A good password library generates the salt, applies the work factor, and embeds both in the output string, so you store one value and never manage the salt by hand:

import bcrypt from "bcrypt";

// On sign-up: 12 is the work factor; the salt is generated and stored inside `hash`
const hash = await bcrypt.hash(plainPassword, 12);
// Store `hash`. It looks like: $2b$12$Nf3...<salt+digest>

// On login: bcrypt reads the salt and work factor back out of the stored hash
const ok = await bcrypt.compare(submittedPassword, hash);

When you need to raise the work factor later, do it on next login: the stored hash records the factor it was made with, so you can detect old hashes and re-hash transparently.

Comparing secrets in constant time

There's a subtler attack on the comparison itself. The obvious way to check a token or a hash is ===, but string comparison short-circuits: it returns false at the first byte that differs. That means a near-miss takes microscopically longer than an early mismatch, and an attacker who can measure response times can use that signal to recover a secret one byte at a time. This is a timing attack .

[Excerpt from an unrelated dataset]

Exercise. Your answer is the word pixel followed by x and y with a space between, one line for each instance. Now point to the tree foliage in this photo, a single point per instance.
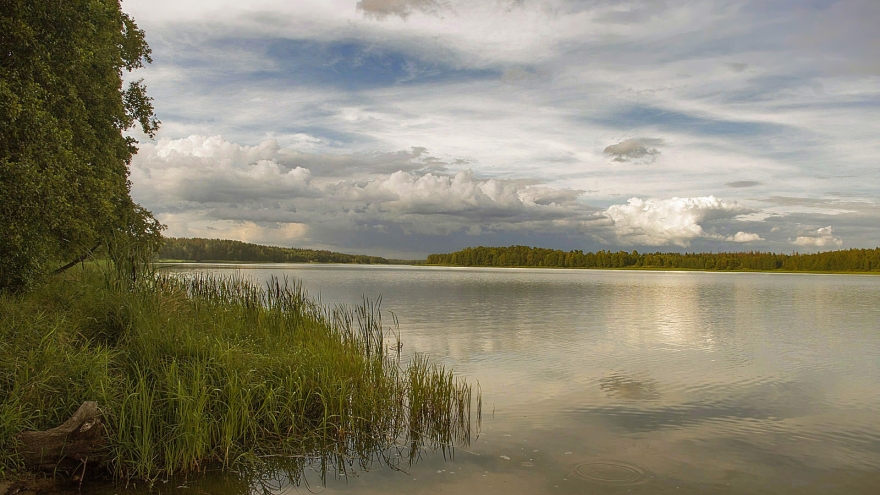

The defense is a constant-time comparison that always examines every byte, so the time taken reveals nothing about how much of the guess was right:

import crypto from "node:crypto";

function safeEqual(expected, supplied) {
  const expectedBuf = Buffer.from(expected);
  const suppliedBuf = Buffer.from(supplied);
  if (expectedBuf.length !== suppliedBuf.length) return false;  // length isn't secret
  return crypto.timingSafeEqual(expectedBuf, suppliedBuf);      // compares all bytes, always
}

Use this anywhere you compare a user-supplied value against a secret: API tokens, password-reset tokens, and webhook HMAC signatures (the APIs guide builds on exactly this). Password libraries like bcrypt already compare in constant time internally, so this matters most for the secrets you compare yourself.

Check your understanding

Question 1 of 2

Why is unsalted SHA-256 nearly as bad as plaintext?

Your database leaks. You stored passwords with SHA-256 and no salt. Why is that nearly as bad as plaintext for common passwords?